Mourtas et al. in 2007 evaluated the effect of liposomes, drugs and gel properties on drug release kinetics (Mourtas et al. 2007). They studied the release of two model compounds, one hydrophilic (calcein) and one lipophilic (griseofulvin, GRF), when dissolved directly in hydrogels (control gels) or dispersed in hydrogels in the form of liposomes (liposomal gels). Drug-loaded liposomes based on PC or DSPC/Chol were dispersed in carbomer, i.e. Carbopol® 974 (Chemix S.A, Athens, Greece), HEC (Natrosol 250 HX, Hercules Inc, Athens, Greece) or a mixture of these two hydrogels. Results demonstrated that depending on the intended use of a liposomal gel formulation, the first parameter that should be considered is whether the drug is hydrophilic or lipophilic. In fact, the release of calcein from liposomal gels was slower compared to that obtained from conventional gels and strongly dependent on the liposome-membrane rigidity. If the drug was encapsulated in DSPC/Chol liposomes and dispersed in gels, it was released significantly slower compared to the corresponding formulation based on PC liposomes. In the case of GRF, the release from liposomal gels was determined by drug loading. At high drug loading levels, GRF is released steadily from liposomal gels irrespective of liposome type (PC or DSPC/Chol). Moreover, in the case of the lipophilic drug, liposomes provided means for substantially increased drug loading in gels acting as reservoirs which released the drug in a sustained manner. Finally, the authors demonstrated that in the case of liposomal carbomer (Carbopol®) gels that behave predominantly as elastic solids and have substantially different flow properties (compared with HEC-based gels), increased release rates for free calcein and GRF, indicating easier diffusion of the compounds through this system, were obtained.

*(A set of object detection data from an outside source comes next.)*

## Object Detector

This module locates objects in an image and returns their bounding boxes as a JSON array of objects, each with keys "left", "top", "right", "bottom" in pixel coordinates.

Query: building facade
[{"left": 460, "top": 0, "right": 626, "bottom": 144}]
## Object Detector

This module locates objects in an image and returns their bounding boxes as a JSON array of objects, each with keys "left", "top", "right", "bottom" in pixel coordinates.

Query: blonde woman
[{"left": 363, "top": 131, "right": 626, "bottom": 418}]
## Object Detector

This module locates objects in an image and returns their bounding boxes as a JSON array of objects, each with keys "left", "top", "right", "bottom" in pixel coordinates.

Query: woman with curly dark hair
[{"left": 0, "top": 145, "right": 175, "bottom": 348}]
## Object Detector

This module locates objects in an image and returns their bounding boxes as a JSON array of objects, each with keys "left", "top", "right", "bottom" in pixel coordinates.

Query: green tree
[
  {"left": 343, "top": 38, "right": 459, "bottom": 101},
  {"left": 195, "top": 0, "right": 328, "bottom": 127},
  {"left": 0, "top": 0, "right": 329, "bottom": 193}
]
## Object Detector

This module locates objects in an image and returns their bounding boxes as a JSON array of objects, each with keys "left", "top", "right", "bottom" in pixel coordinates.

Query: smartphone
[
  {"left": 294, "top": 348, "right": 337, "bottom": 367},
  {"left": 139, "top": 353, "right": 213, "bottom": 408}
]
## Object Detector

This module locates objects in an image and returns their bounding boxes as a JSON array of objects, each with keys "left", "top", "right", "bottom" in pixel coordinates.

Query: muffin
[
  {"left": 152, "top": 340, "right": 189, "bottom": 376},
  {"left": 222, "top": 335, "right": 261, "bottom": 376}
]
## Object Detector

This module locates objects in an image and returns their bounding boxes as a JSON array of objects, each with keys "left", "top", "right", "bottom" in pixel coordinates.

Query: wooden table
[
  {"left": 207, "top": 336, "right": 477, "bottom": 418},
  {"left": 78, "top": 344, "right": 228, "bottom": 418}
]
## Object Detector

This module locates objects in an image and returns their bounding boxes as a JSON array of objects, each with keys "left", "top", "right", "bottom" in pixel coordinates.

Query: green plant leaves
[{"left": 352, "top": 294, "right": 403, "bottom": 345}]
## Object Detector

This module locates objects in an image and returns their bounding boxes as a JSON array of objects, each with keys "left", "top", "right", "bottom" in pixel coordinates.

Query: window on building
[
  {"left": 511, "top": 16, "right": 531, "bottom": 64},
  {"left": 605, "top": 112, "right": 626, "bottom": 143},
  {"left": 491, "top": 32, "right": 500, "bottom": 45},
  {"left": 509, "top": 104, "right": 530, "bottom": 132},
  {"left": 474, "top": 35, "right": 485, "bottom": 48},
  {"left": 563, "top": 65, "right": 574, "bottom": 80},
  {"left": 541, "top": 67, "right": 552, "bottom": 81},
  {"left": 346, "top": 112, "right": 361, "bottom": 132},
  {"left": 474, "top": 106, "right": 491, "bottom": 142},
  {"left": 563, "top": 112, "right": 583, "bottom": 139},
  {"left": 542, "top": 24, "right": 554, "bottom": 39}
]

In the following year, Mourtas et al. investigated the effect of added liposomes on the rheological properties of a hydrogel containing 0.40 % w/v of carbomer, i.e. Carbopol® 974 NF (Chemix S.A., Athens, Greece) and 1.5 % w/v of HEC (Mourtas et al. 2008). PC or HPC liposomes, plain or mixed with Chol, were used to prepare liposomes. As reported by other authors, the lipid composition of liposomal bilayers was found to strongly influence the rheological properties of liposomal gels. Zero-rate shear viscosity and power law index values revealed that addition of PC liposomes to the hydrogel had the smallest effect on its rheological properties, even when the highest lipid concentration was used (20 mg/ml). Oppositely, incorporation of HPC (or HPC/chol) liposomes into gels resulted in a significant increase of the elastic character of the gel, which increased with increasing lipid concentration. Since drug rate permeation was found to be dependent on gel viscosity, authors demonstrated that liposomal gel based on HPC could be used to act as drug reservoir and to ensure a slow drug release over a prolonged time period, while liposomal gel based on PC could be used to obtain faster drug permeation.